For others, the convention brought a welcome influx of spending. At The New Fashioned, a restaurant steps from Fiserv Forum, home to the Milwaukee Bucks basketball team and the convention’s main stage, there were so many customers on Monday that the marketing director was tending bar.
“We were telling our team to be prepared for about the equivalent of one big Bucks game a day,” Marla Poytinger, the owner and chief executive of the restaurant’s parent company said on Tuesday. “Yesterday was the equivalent of about five Bucks games in one day. We were absolutely slammed.”
But in interviews at bars, restaurants and stores around town, that experience seemed more the exception than the norm.
Benihana, a steakhouse and sushi restaurant that announced extended hours for the convention, had few lunch customers on Monday. Takeout orders, a significant part of its business, were falling through. By 1:30 p.m., the assistant manager had sent some workers home. On Tuesday, a handwritten sign out front said the restaurant would be open only for dinner for the remainder of the convention.
“If you’re hoping for more business, it’s not really looking too good right now,” said Ashley Lawrence, the restaurant’s assistant manager.
The Milwaukee Public Market, a beloved local food court, was busy but not packed around lunchtime on Tuesday, with lanyard-wearing convention participants and U.S. Capitol Police officers among those checking out the vendors. Nearby, employees at retail stores in the Historic Third Ward, typically a busy area for tourists and locals, said business had been slower than usual since the convention began.
“Yesterday was eerie, it was slow,” Emily Breider, a clothing store clerk, said on Tuesday.
Mayor Cavalier Johnson, a Democrat who has embraced the Republican convention, acknowledged that some business owners were disappointed, though he said local vendors who set up stalls inside the security zone were doing well.
Mr. Johnson said he had encouraged convention attendees to venture out more into the city, and also urged Milwaukeeans who had been avoiding the convention area to return downtown and visit local businesses.
“While it’s absolutely true that millions and millions of dollars will be spent in connection with the convention,” Mr. Johnson said on Wednesday, “that money is not necessarily flowing through every single corner of the economy.”
At Mo’s Irish Pub, just outside the convention’s security perimeter, business was brisk. Most of the bar’s regular customers were not coming this week, but the convention traffic still led to a 30 percent increase in revenue.
“It’s a great week for us as far as planning and events and parties,” said Brent Perkins, the pub’s director of operations. “As soon as the Fiserv Forum lets out, everybody kind of floods in here. We’ll clear all these tables out, put up a D.J. and everybody just drinks and has fun until 4 a.m.”
In other parts of the city, many business owners saw little impact, or worse, a decline in business.
During the lunch hour on Tuesday, no one was eating at the Nomad World Pub in the city’s Lower East Side neighborhood.

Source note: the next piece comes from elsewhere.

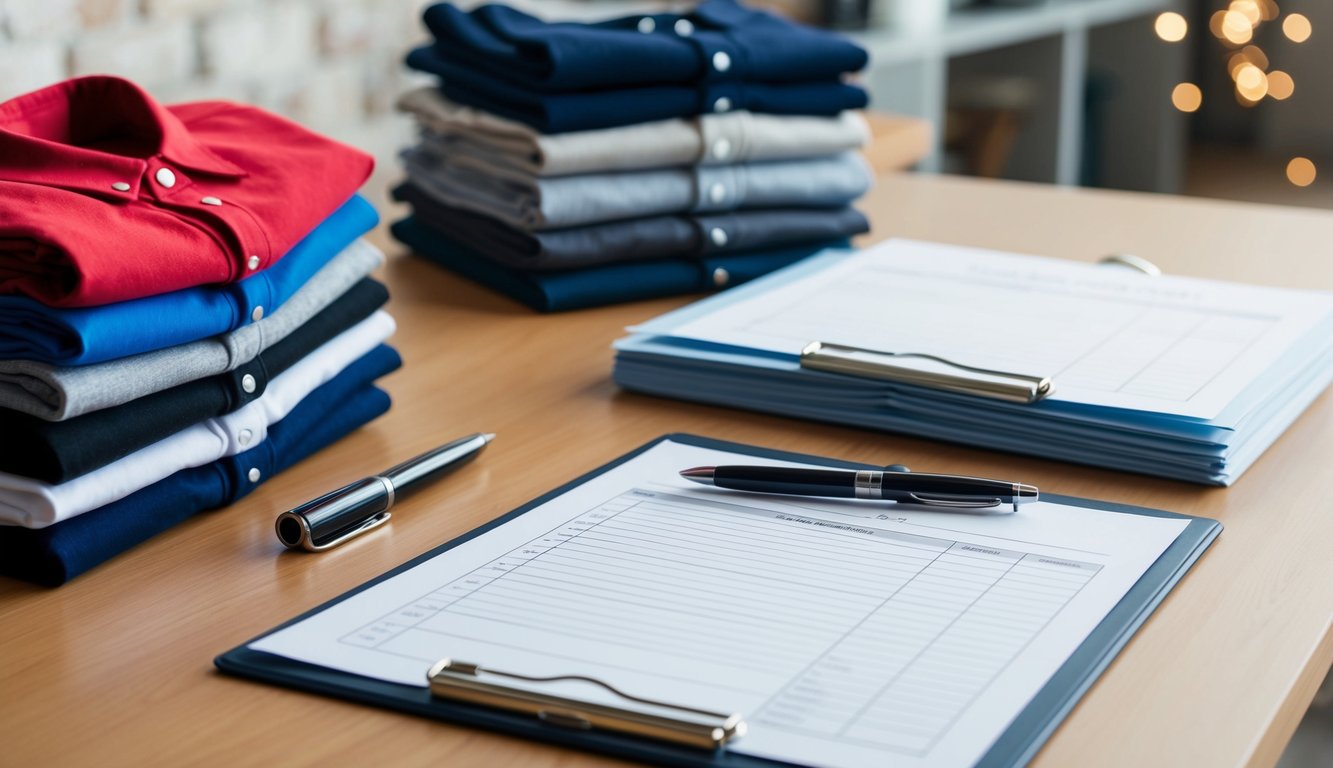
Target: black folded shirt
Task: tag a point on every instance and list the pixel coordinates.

Tate Winckler, director of operations for the bar’s parent company, said he thought business was slow because many delegates were staying outside of Milwaukee given a limited supply of hotel rooms downtown, and because so many locals had decided to leave town for the week.

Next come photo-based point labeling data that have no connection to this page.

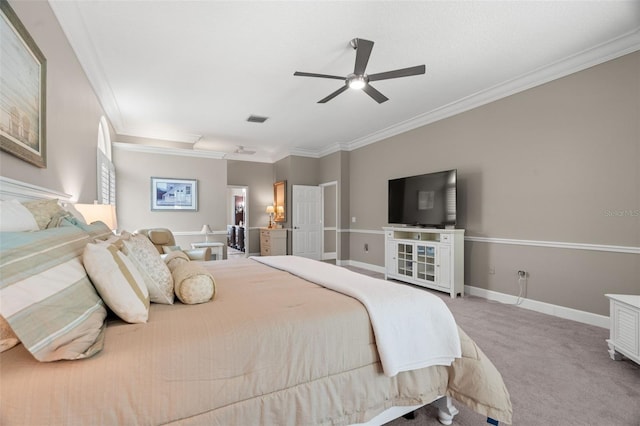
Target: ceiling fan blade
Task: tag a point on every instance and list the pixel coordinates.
(310, 74)
(377, 96)
(333, 95)
(405, 72)
(363, 51)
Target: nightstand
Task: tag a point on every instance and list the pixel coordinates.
(273, 242)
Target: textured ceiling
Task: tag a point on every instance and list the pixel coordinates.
(193, 71)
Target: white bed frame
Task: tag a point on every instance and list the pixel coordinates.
(22, 191)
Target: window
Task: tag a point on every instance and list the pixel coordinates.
(106, 177)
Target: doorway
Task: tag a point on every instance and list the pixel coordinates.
(237, 221)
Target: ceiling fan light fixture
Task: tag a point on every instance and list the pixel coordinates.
(356, 82)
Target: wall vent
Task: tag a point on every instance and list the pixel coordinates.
(257, 119)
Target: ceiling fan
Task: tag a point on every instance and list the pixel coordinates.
(242, 150)
(358, 79)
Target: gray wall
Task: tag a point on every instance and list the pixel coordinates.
(133, 173)
(547, 164)
(554, 163)
(73, 113)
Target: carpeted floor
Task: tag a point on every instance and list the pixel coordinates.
(557, 371)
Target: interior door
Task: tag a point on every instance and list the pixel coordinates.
(307, 221)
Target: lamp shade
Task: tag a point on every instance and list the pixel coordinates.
(99, 212)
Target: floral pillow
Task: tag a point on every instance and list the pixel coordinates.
(157, 277)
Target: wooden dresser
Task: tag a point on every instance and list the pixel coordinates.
(273, 242)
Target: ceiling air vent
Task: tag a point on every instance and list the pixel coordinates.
(257, 119)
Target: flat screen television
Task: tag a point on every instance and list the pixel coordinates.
(427, 200)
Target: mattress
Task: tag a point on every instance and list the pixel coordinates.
(270, 349)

“Everyone wanted to avoid the traffic,” he said. “And there were concerns about protests, as well.” Hundreds of demonstrators marched through the city on Monday, but protests at the convention have been limited.
Bennie Smith, the owner of Daddy’s on Blue Mound, a soul food restaurant west of downtown, said he was still hoping for an uptick in business, perhaps from attendees who stayed in Milwaukee for the weekend. Even if that did not happen, Mr. Smith said, the convention was good for the city.
“It shows others,” he said, “that we can host big events.”